US President Barack Obama’s authorization of airstrikes on ISIS targets in Iraq serves as an opportunity to remind ourselves which countries are bankrolling the deadly terror group.

The answer: Saudi Arabia, Kuwait, Turkey and Qatar – three of the United States’ biggest allies in the region.

Last night Obama announced limited airstrikes to slow the advance of ISIS fighters and help members of the Yazidi religious minority group who were forced to flee into a mountainous region in the north of Iraq to avoid slaughter.

However, the administration has failed to put pressure on several (Persian) Gulf states that are directly responsible for helping ISIS gain a foothold in Iraq in the first place.

As the Daily Beast’s Josh Rogin documents, “The Islamic State of Iraq and Syria (ISIS), now threatening Baghdad, was funded for years by wealthy donors in Kuwait, Qatar, and Saudi Arabia, three US allies that have dual agendas in the war on terror.”

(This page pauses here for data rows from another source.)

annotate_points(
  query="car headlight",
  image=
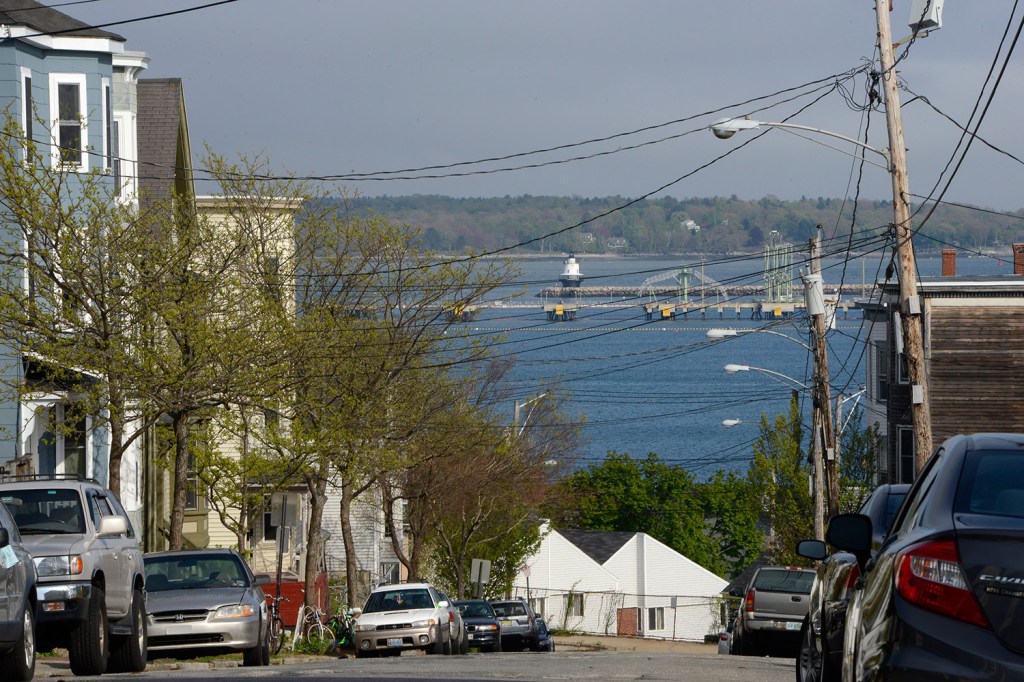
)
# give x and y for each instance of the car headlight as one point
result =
(58, 565)
(236, 611)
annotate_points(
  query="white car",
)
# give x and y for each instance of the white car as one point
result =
(400, 617)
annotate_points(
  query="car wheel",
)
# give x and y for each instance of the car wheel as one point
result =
(128, 653)
(88, 648)
(18, 665)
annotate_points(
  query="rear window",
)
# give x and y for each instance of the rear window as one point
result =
(510, 609)
(992, 483)
(784, 581)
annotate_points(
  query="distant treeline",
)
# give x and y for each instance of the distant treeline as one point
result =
(668, 225)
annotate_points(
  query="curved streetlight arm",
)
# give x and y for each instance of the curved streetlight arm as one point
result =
(726, 128)
(718, 334)
(777, 376)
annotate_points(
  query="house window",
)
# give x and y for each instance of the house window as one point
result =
(29, 111)
(881, 361)
(108, 126)
(573, 604)
(192, 485)
(904, 454)
(68, 91)
(269, 529)
(655, 619)
(389, 572)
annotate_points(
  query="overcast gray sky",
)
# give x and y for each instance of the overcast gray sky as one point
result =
(343, 86)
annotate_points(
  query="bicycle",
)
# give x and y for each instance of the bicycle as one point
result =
(275, 625)
(309, 626)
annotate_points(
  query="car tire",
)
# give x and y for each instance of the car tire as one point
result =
(88, 647)
(18, 665)
(128, 653)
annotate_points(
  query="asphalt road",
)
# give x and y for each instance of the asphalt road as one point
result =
(576, 666)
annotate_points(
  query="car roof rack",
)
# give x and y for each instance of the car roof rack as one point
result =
(4, 476)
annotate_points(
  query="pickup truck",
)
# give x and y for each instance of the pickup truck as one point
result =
(772, 613)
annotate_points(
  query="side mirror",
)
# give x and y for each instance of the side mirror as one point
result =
(851, 533)
(113, 525)
(812, 549)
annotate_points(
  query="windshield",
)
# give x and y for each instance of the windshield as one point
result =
(398, 600)
(479, 609)
(46, 511)
(194, 572)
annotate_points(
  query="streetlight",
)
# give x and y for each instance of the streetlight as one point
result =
(726, 128)
(895, 156)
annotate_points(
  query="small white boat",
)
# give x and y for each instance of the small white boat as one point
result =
(570, 274)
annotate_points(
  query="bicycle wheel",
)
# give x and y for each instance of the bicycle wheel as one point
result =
(320, 635)
(276, 635)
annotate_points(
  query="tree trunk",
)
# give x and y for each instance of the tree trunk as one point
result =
(314, 540)
(180, 480)
(351, 567)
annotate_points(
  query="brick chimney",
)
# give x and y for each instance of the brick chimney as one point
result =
(949, 262)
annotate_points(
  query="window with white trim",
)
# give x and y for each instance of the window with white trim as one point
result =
(655, 619)
(904, 454)
(70, 126)
(28, 110)
(108, 125)
(573, 604)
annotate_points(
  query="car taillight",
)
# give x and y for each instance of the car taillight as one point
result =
(929, 576)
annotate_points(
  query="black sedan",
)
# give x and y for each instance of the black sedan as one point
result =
(481, 624)
(942, 597)
(821, 635)
(17, 624)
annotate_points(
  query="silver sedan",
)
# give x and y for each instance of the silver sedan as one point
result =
(206, 601)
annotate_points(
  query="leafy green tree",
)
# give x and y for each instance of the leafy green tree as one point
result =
(778, 475)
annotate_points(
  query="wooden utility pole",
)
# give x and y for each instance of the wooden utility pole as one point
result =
(910, 307)
(824, 439)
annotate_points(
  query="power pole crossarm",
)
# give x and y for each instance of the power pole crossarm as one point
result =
(910, 307)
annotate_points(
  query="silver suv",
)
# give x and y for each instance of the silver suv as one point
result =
(89, 589)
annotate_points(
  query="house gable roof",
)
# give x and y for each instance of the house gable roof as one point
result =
(598, 545)
(41, 18)
(164, 151)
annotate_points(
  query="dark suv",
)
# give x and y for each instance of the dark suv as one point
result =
(89, 586)
(518, 624)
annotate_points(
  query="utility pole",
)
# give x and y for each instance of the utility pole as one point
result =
(823, 444)
(909, 302)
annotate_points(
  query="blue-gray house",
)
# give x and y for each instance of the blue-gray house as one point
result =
(71, 86)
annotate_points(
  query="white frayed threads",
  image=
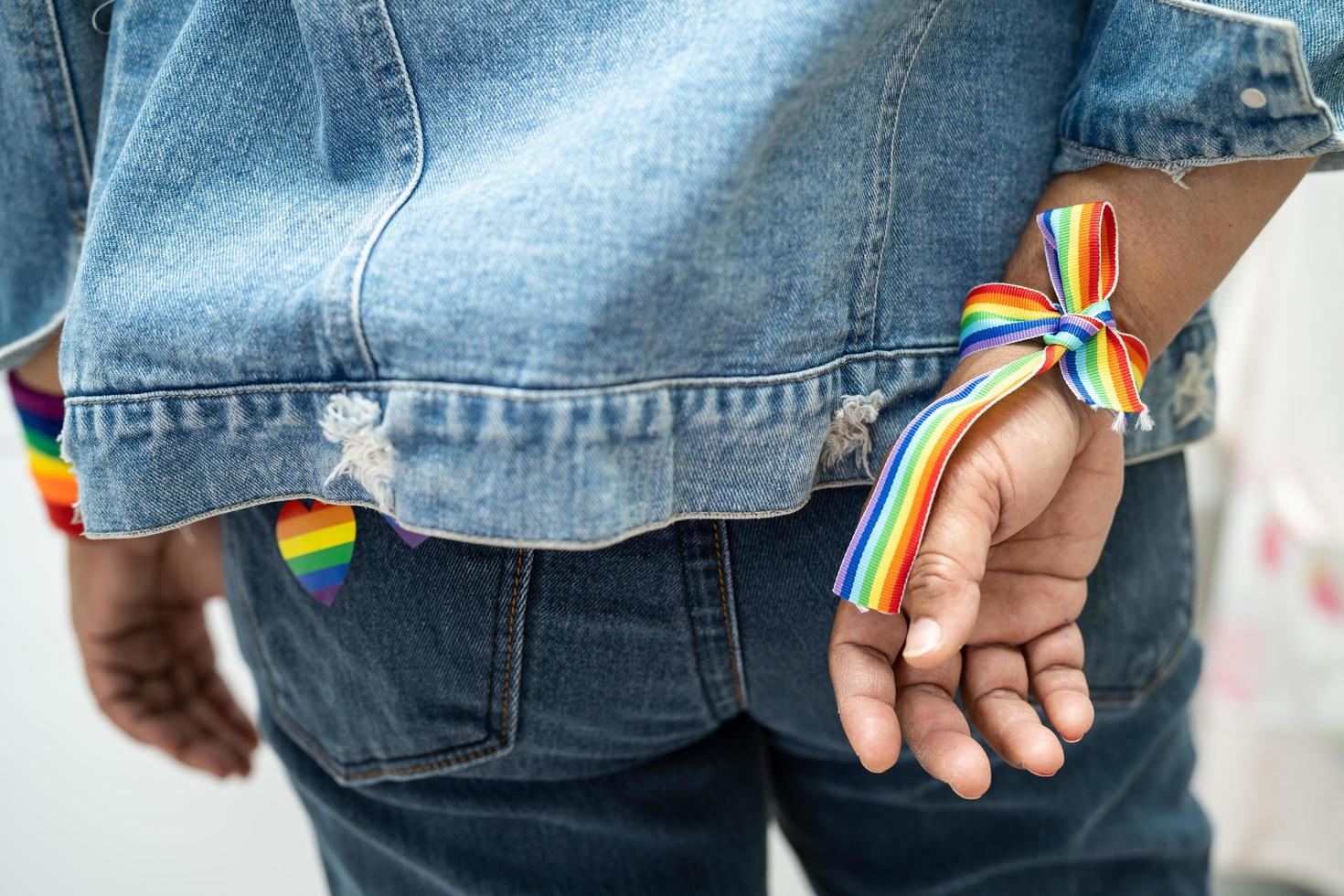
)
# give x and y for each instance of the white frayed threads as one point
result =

In addition to funding itself through criminal activity and punitive taxes imposed on the local population on pain of death, ISIS relies on a steady stream of income from countries that have bankrolled extremists… for years yet have faced zero backlash from successive White House administrations. Even evidence of direct Saudi involvement in 9/11 failed to generate any reconsideration of who America calls its friends.

“Everybody knows the money is going through Kuwait and that it’s coming from the (Persian) Gulf,” said Andrew Tabler, senior fellow at the Washington Institute for Near East Policy. “Kuwait’s banking system and its money changers have long been a huge problem because they are a major conduit for money to extremist groups in Syria and now Iraq.”

State backing for ISIS, now the wealthiest terror group in the world, prompted Iraqi Prime Minister Nouri al-Maliki to point the finger directly at Saudi Arabia and Qatar during a France 24 television interview. “I accuse them of inciting and encouraging the terrorist movements. I accuse them of supporting them politically and in the media, of supporting them with money and by buying weapons for them,” said al-Maliki.

In failing to call these countries to account for funding ISIS, the White House has deliberately placed the importance of isolating Iran and Syria over and above the stability of the entire region.

The White House is also directly responsible for the spread of ISIS militants having backed other rebel groups in Syria which were once allied with and then taken over by ISIS.

Indeed, some evidence suggests that the US even trained some of the fighters who went on to join ISIS at a secret base in Jordan in 2012.

Aaron Klein was told by Jordanian officials that, “dozens of future ISIS members were trained at the time as part of covert aid to the insurgents...”

Yet another US ally – Turkey – also trained ISIS fighters at a location in the vicinity of Incirlik Air Base near Adana.

According to a source close to Iraqi Prime Minister Nouri al-Maliki, the Obama administration turned a blind eye to the fact that Turkey was equipping and then sending fighters to Syria before they went on to Iraq. The source even went on to accuse the White House of being “an accomplice” in the ISIS takeover of major Iraqi cities.

Whether or not the “humanitarian” airstrikes on Iraq are really aimed at stopping the terror wrought by ISIS, or are merely part of a ploy to create a justification for a long-awaited attack on Syria, the White House itself, as well as some of America’s closest supposed allies, all share some of the blame in aiding the growth of ISIS in the region.